Story of George Street saxophonist touches Rutgers bus driver
About two weeks ago, John Sabin played his saxophone on George Street as usual. Not much had changed — he still sat on a wooden stool between Harvest Moon Brewery and Cafe and Chase Bank for hours on end, and his black instrument case lay open at his feet collecting donations day after day. Though he had attracted a little attention with an article chronicling his life.
The story, titled “George Street saxophonist takes ‘minuet’ to share life story,” passed into the hands of Rutgers bus driver Al “Stevens” Tepperman, who was driven to personally reach out to Sabin after reading about his life.
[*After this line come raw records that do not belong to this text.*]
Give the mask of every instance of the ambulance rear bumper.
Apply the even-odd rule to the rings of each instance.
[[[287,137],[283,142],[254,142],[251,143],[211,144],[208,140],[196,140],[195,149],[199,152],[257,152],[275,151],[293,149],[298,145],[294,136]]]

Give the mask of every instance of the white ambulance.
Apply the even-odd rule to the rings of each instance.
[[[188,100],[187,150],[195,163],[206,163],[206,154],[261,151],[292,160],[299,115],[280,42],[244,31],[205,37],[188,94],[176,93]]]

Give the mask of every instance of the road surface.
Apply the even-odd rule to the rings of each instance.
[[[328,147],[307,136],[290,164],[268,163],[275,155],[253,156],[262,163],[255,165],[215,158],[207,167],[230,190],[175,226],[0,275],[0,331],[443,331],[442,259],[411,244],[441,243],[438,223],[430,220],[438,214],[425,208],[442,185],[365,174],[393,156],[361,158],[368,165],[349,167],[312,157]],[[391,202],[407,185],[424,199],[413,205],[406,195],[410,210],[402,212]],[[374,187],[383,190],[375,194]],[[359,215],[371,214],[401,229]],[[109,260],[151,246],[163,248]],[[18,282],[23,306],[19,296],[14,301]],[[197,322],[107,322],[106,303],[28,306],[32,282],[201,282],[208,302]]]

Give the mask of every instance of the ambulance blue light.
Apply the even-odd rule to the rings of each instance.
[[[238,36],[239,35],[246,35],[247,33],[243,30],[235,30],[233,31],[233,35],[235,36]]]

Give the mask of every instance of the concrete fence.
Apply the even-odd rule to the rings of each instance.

Sabin, 60, is a homeless saxphone, flute, clarinet and piccolo player and teacher who plays his weathered saxophone outside every day and works to scrape together $50 daily to sleep in a motel for another night with his wife, two children and three dogs, according to the article.
Sabin said he cycled in and out of homelessness for the past 20-some years in the article, although his life descended starting in 1991, when an immediate family member molested one of his children.
“We weren’t quite sure what happened exactly at first, and then we did know, and it basically ruined our lives,” he said in the article.
Tepperman, who is a Rutgers Class of 1989 alumnus and fellow musician, reached to Sabin by phone, and then met him in person about a week ago where he deposited a few dollars into Sabin’s case.
“His eyes showed that he was quite, quite blessed by this little gift,” Tepperman said in an email.
But Tepperman said he and his wife Norma decided to help out Sabin a little more — they spared him more cash, bought him a music stand and some “much-needed shoes,” paid off one or two of Sabin’s debts and arranged to put new tires on his car and get back one of his favorite saxophones.
Tepperman, a musician who said he was blessed to play in more than 30 states and 40 countries for sick children and adults in recovery programs, said in an email that he seeks out opportunities to use his gift of music to help those in need.
“We believe this is the beginning of a new friendship between two musicians and ‘wild and crazy guys!’" he said.